On my way to hospital this morning, I was reading the news about a possible coronavirus outbreak after healthcare workers carried out resuscitation of a patient. After what seemed like a run-of-the-mill lifesaving treatment, the staff found out that the patient tested positive for the coronavirus and they were not fully donned with personal protective equipment - something we knew was a true no-no. On the other hand, it was not the first time we take safety shortcuts when we're in a hurry for something.

When I related the news to other doctors by text messaging, I was entering the isolation ward. That's an area with negative pressure system. Thus I had to enter an additional door at the ward entrance, installed to create a buffer zone to stabilize the negative pressure inside the ward. As usual, I took my staff card to activate the access control. This should have taken me only a fraction of a second to open the automatic swing door. But not this time. Before I'd even thought about a defective door, I gritted my teeth to wait, and wait. Standstill.

The truth was that the hospital administrators had recently adjusted the automatic door hold-up time. In the end I had to wait longer and slow down. My face reddened. "Having a time-out is harder than I'd ever imagined."

I wish I could say that, after all the stories, I was fine with a slower pace, but that would be lying.

Friday, November 13, 2020

Library

One reason I've been borrowing books the way a hoarder does is that I decide to keep a good trove of reading materials. Tough anti-pandemic measures loom for the city. Who know? The public libraries can be shut down anytime.

With more than a dozen library books - fiction and non-fiction - on hand, I don't feel all that needy. And it's pretty much guaranteed I can pick the one that fits my day. I dived into the novel The Midnight Library by Matt Haig today.

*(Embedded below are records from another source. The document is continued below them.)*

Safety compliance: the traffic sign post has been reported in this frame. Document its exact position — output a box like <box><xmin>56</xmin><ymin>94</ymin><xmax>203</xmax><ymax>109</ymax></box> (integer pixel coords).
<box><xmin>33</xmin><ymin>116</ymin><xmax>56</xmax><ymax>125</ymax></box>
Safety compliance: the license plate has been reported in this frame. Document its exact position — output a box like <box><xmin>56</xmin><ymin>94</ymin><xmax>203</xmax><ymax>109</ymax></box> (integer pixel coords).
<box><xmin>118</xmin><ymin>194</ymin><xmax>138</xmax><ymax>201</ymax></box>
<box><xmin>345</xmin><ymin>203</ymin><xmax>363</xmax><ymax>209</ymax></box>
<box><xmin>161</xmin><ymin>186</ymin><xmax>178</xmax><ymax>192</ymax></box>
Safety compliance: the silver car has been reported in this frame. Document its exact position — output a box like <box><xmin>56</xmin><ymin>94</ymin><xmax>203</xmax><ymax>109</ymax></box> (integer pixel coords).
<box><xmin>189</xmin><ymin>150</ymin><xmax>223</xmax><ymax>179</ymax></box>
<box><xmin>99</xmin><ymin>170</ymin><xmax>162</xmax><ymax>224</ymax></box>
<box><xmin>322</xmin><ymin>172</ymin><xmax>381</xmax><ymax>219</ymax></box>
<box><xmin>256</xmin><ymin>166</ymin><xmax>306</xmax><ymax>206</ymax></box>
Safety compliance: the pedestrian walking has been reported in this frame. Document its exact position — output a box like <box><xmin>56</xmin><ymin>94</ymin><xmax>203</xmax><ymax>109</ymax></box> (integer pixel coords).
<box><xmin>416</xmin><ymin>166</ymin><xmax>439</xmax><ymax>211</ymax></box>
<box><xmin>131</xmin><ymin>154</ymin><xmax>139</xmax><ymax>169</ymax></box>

That's about a depressed 35-year-old Nora who is on the point of taking her own life. And my daughter told me a Hong Kong student jumped from height yesterday. Alas, that wasn't her school but her teachers decided to have a morning meeting to help students go through the saddening news.

As I read about Nora's story, I got carried away with the plot that there is a library between life and death. Nora was fascinated, too. She found herself in the Midnight Library before she decided to die. There were aisles and aisles of shelves, with books everywhere - definitely more than my trove. The bookshelves go on for ever in that library, as it turns out.

"Every book provides a chance to try another life you could have lived," the librarian told Nora. "To see how things would be different if you had made other choices."

The way Matt Haig narrates the infinite number of ways to pick our book, our life, and our decision, turns out to be the best antidote to the shocking news story.